Entran al aula. Regresan del
último recreo. El profesor de arte después de rogar por el retoque final de la escultura,
se sienta en su pupitre y empieza a rezar. Tiene razones. La última hora del
último día de clase del último año.
Abel se sienta. El Loco tiene
un plan y empieza a ejecutarlo. Con una precisión que desafía su retardo comienza
a adornar la cabeza casposa y la chompa de Abel con bolitas cada vez más
grandes de arcilla. Ha intentado construir un avión pero le ha salido una abeja
con problemas de obesidad y con un claro defecto congénito que la hace ver como
si tuviera tres penes en lugar de llantas. Lo destruye y usa los pedazos de
arcilla para decorar a Abel.
Abel ha erigido una
fortaleza con sus escuálidos brazos vestidos por aquella chompa que parece
haber nacido con él. Nadie sabe que está construyendo, pero el proyecto le ha
tomado muchísimo interés. Lo ha ocultado a todos.
Levanta la cabeza y poco a
poco el cuerpo. Oculta en un doble abrazo aquello que ha creado.
Mira al Loco y su mirada
esta nublada por aquel brillo extraño que le ha nacido. Los ojos, la nariz, las
orejas de caricatura, todo parece estar cubierto por aquella extraña forma de
petrificación. Parece que el vacío de su mirada sumisa ha huido.
Despega sus zapatos, que
parecen los de aquellos payasos sin sonrisa, del suelo y lentamente se aproxima
al Loco, como si estuviera llevándole un regalo. El Loco, que al comienzo sonríe,
adopta un gesto de letargo, como si recién saliera de un coma, y luego, un
inesperado pavor, que proviene de la presa que siempre fue, empieza a cubrir su
rostro de abajo hacia arriba. Su mandíbula tiembla y luego se torna rígida, sus
labios adquieren un estado gelatinoso. Sus fosas nasales, que compiten con sus
ojos, se agrandan como si quisieran llegar hasta la frente. Abel se acerca sin
temor, con intensidad y vehemencia. Quiere mostrarle lo que oculta entre los
brazos.
El retraso mental adquiere
una prueba fisonómica irrefutable. Un nuevo temblor que se origina en su
carpeta domina su rostro y sus piernas. Una convulsión que alcanza a toda el
aula. Cesa cuando Abel se detiene frente al Loco.

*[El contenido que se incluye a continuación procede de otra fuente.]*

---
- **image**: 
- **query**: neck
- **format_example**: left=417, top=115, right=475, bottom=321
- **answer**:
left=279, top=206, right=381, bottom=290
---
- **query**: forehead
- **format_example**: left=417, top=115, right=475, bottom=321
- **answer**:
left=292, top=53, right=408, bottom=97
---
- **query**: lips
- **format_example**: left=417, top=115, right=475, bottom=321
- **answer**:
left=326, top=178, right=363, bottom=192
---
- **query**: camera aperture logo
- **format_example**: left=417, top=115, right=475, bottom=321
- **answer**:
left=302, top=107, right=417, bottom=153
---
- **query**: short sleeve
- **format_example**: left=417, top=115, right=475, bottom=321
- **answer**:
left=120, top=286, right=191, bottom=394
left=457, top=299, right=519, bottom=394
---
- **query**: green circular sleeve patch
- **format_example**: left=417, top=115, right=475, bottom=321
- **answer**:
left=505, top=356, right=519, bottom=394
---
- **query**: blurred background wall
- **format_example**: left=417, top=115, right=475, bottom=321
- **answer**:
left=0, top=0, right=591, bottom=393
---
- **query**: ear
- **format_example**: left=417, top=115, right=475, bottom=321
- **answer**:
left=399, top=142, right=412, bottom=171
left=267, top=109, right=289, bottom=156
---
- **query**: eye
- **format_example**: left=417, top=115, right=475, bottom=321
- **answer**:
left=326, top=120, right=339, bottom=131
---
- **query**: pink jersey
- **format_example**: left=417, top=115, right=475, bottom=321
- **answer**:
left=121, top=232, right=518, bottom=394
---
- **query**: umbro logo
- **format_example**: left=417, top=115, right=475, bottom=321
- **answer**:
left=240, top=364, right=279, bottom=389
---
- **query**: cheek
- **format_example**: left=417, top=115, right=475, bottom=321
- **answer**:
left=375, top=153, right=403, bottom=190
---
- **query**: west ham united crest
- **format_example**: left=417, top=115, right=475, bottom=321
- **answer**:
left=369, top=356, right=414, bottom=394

Separa su brazo derecho de
lo que oculta y en el izquierdo perfectamente elaborado con la arcilla más real
que han visto, hay una pistola. Levanta el brazo, apunta el arma para darle en
la frente, y jala el gatillo, desmenuzándola.
—
¡Bum! —sisea Abel mientras
un fluido amarillento germina debajo de la carpeta del Loco. Un sonido a fuente
de agua, un gorgoteo que ocupa el silencio después del siseo. —Estas muerto, matarife.
Abel mira el rostro
congelado del Loco. Luego se voltea y se dirige a su carpeta. El Loco se agita.
En el último segundo del año escolar, cae al suelo fulminado por una pistola de
barro.
¡Cuento impactante! excelente manejo del suspenso...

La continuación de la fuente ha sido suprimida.